Schon allein dies ist bemerkenswert: In einem klassischen Finanzsystem erfährt die breite Masse von einem Bankrun erst, wenn es zu spät ist. Auf der Blockchain kann jeder in Echtzeit mitbekommen, wann der Bankrun stattfindet. Wenn man eine Demokratisierung des Finanzwesens anstrebt, führt der Weg ohne Zweifel über eine Blockchain.
Tatsächlich kann dank der hohen Transparenz der onchain-Märkte noch viel mehr herausfinden. Der Analyst Lookonchain versucht, einen Teil der Ereignisse zu rekonstruieren:
- Zuerst, zwischen 2 und 3 in der Nacht, hat ein Ethereum-Account 52,5 Millionen USDC benutzt, um sich auf den DeFi-Plattformen Aave und Compound insgesamt 40 Millionen USDT zu leihen.
- Sechs Stunden später hat er diese 40 Millionen USDT auf die Börsen Coinbase und Kraken eingezahlt. Was dann geschah, bleibt im Dunkeln, weil Börsen nicht onchain operieren.

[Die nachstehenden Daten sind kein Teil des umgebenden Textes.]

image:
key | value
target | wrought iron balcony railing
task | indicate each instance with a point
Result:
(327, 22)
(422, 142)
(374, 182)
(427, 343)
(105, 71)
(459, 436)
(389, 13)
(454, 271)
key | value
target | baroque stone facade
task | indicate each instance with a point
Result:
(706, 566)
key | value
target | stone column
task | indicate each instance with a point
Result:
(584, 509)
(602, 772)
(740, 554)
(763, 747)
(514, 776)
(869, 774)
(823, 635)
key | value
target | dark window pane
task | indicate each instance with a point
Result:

- Klar ist aber, dass kurz danach der Preis von USDT einknickte und derselbe Account weitere vier Stunden später 25 Millionen USDC von Coinbase ausgezahlt hat.
- Zwei weitere Wale haben etwa zur selben Zeit über Curve knapp 10 Millionen USDT verkauft
- Ein prominenter DeFi-Wal, CZSamSun, baute kurz danach eine Short-Position für USDT auf Aave auf.
- Doch ein anderer Wal lieh sich auf dezentralen Plattformen USDC, um mit diesen USDT zu kaufen.
- Daraufhin begann sich die Lücke zu schließen.
- Es gab noch eine weitere Welle, in der USDT wieder einknickte, doch die Arbitrage-Händler brachten Tether wieder näher an den Dollar.
Dies wirkt sehr, als haben Wale versucht, die Stimmung am Markt auszunutzen, um durch einige geschickte Schachzüge Tether anzugreifen und durch Short-Positionen zu profitieren. Eventuell ist die Operation bereits erfolgreich zu Ende geführt, also mit Profit, oder sie ist am Widerstand des Marktes abgeprallt.
In jedem Fall spielt sich das, was früher in den Black Boxes von Börsen und Brokern ablief und erst viel später an die Öffentlichkeit gelangte, live vor aller Augen ab. Dies kann auch den Effekt haben, dass eine breite Koalition von Marktteilnehmern früh begreift, wie wenig Munition ein Angriff hat – 40-50 Millionen Dollar sind zu wenig, um Tether auch nur anzukratzen – und dann durch Arbitrage davon profitiert, die Kurse wieder zu reparieren.
Markets are edgy in these days, so it's easy for attackers to capitalize on this general sentiment.
But at Tether we're ready as always. Let them come.
We're ready to redeem any amount.— Paolo Ardoino 🍐 (@paoloardoino) June 15, 2023
Tether selbst reagiert gelassen. Die Märkte, gab CTO Paolo Ardoino bekannt, seien wild in diesen Tagen, „was es für einen Angreifer einfach macht, die Stimmung auszunutzen. Aber bei Tether sind wir, wie immer, bereit. Lasst sie kommen. Wir sind bereit, jeden Betrag auszuzahlen.“
Sofern es nicht etwas gibt, was wir nicht wissen, dürfte sich dies bewahrheiten.